Yahoo Groups archive

Milter-greylist

Index last updated: 2026-04-28 23:32 UTC

Thread

milter-greylist scalibility/performances : 10.000 to 20.000 email addresses

milter-greylist scalibility/performances : 10.000 to 20.000 email addresses

2004-08-03 by milter@free.fr

Hi to all,

milter-greylist seems mature but I'm wondering about scalibility.

I'm thinking about deploying it for some 10.000/20.000 existing
email addresses (4 SMTP mail-gateways).
Will milter-greylist work in such a context ?
I'm worried about memory needed/usage and performances ...

At first before consider setting-up milter-greylist I'm trying to identify known
partners/mailing-list mailservers to whitelist to avoid
delays with important messages.
No performance problem with using a hundred "domain" statements ?

Do any of you some special log analysis tool (sma ?) to get such information
and do email traffic analysis ?

Regards,

SL/

Re: [milter-greylist] milter-greylist scalibility/performances : 10.000 to 20.000 email addresses

2004-08-03 by Emmanuel Dreyfus

On Tue, Aug 03, 2004 at 11:19:30AM +0200, milter@... wrote:
> milter-greylist seems mature but I'm wondering about scalibility.
> I'm thinking about deploying it for some 10.000/20.000 existing
> email addresses (4 SMTP mail-gateways).
> Will milter-greylist work in such a context ?

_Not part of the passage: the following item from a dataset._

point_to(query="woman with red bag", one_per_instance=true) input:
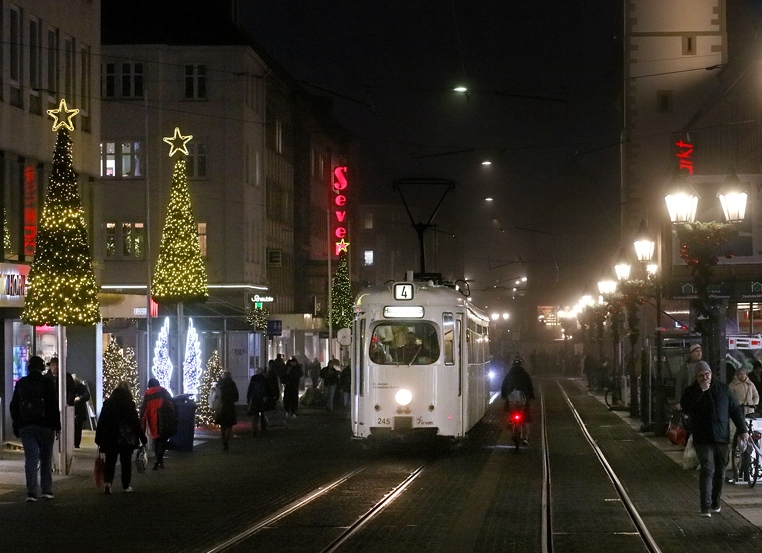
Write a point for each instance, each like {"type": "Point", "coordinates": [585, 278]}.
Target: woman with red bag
{"type": "Point", "coordinates": [118, 434]}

The question is not about the number of addresses, but about the number
of messages.

> I'm worried about memory needed/usage and performances ...

You need the memory to hold the whole greylist database. I had a good
idea of the memory used before the IPv6 patch. Now, the p_addr field
in struct pending is holding some space I have trouble to evaluate.

Apart from that, each message eats 92 bytes. 

The only real performance problem we have is when we dump the database.
If it gets really big it could take some time to flush it to disk, but
you can do it every 10 minutes if you want.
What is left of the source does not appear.